Figure: In the North Karelia province, the proportion of residents consuming high-fat milk has dropped from about 70 percent to less than 10 percent (source: Buettner, 2015; picture Michael Trek/Bleu Zones).
The community health surveys in North Karelia became quite famous as this project was the direct inspiration for the organisation, in the decades to follow, of community health programs by the World Health Organisation. A second interesting feature of the case is the way it was able to produced new insights on the relationship of the medical problem and the life-style choices in the community. Indeed, what initially was perceived as a medical problem, related to high prevalence of cardiovascular disease, turned out to be related to specific dietary habits inherited from dairy farming activities in the region leading to the consumption of high fat dairy products. Therefore, the solution to the problem required the intervention from many stakeholders, ranging from the health professionals, who introduced specific treatments against high cholesterol levels, to the media, supermarkets and schools, who were directly involved in awareness raising campaigns and the introduction of new practices for promoting more healthy life-style choices.

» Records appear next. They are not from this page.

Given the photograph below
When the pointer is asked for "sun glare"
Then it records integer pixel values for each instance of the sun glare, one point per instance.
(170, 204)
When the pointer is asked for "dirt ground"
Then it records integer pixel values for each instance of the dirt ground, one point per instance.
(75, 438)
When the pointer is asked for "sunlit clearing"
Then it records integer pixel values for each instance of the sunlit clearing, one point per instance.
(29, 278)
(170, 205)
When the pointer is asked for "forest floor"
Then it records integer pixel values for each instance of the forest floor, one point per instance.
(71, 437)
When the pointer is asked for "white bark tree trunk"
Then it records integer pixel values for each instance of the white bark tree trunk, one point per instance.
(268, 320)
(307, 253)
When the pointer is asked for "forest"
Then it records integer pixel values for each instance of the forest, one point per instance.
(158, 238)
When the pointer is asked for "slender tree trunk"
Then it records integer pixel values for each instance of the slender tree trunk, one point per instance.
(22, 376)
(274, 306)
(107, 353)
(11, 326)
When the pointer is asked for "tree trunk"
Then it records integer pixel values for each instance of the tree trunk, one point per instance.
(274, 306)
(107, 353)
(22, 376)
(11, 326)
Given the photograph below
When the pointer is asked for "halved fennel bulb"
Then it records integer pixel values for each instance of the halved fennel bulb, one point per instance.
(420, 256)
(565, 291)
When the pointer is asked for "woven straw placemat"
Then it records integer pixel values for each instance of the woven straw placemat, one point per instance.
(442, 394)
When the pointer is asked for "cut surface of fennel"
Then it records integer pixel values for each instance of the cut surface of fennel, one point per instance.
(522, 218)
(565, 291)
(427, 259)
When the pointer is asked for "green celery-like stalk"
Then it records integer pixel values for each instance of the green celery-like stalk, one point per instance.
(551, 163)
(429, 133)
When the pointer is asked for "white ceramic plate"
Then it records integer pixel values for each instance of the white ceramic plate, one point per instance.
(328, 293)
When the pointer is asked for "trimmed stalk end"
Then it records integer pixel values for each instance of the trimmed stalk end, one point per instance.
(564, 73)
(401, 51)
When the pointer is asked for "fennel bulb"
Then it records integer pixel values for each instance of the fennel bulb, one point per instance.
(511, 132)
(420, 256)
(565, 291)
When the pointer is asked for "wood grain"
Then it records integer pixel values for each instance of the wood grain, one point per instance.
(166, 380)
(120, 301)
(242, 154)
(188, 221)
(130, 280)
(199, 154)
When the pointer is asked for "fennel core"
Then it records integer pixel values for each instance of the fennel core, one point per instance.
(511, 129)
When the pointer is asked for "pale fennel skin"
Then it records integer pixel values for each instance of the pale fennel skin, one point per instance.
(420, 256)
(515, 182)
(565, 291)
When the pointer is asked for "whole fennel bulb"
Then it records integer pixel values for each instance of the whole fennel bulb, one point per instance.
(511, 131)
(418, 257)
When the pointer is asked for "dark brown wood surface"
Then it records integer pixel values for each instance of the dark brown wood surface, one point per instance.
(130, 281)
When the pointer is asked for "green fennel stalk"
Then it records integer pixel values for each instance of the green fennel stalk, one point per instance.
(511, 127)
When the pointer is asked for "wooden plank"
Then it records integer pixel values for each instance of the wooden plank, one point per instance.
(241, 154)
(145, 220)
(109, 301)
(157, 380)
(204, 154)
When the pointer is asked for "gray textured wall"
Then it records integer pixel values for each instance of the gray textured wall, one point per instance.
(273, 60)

In the case of North Karelia, health surveying was conducted both at the community level and in specific sub-groups such as schools or hospitals, where a detailed knowledge was available of the ongoing health related social interventions. The main surveys campaigns were organized every five years in 1972, 1977 and 1982 and included over 2000 individuals in each of the surveys, out of a population of around 180.000 in the province of North Karelia. These individuals were examined at the local health centres. Nurses trained in community health surveying took blood samples for analysing cholesterol levels, blood pressure and body weight. This medical examination was each time combined with a quantitative survey with questions on items related to dietary habits, but also a broad diversity of contextual variables such as participation to preventive practices by health personnel, exposure to project activities, social support and interaction, behaviour change intentions and environmental influences (Puska et al., 2009, p. 53-54).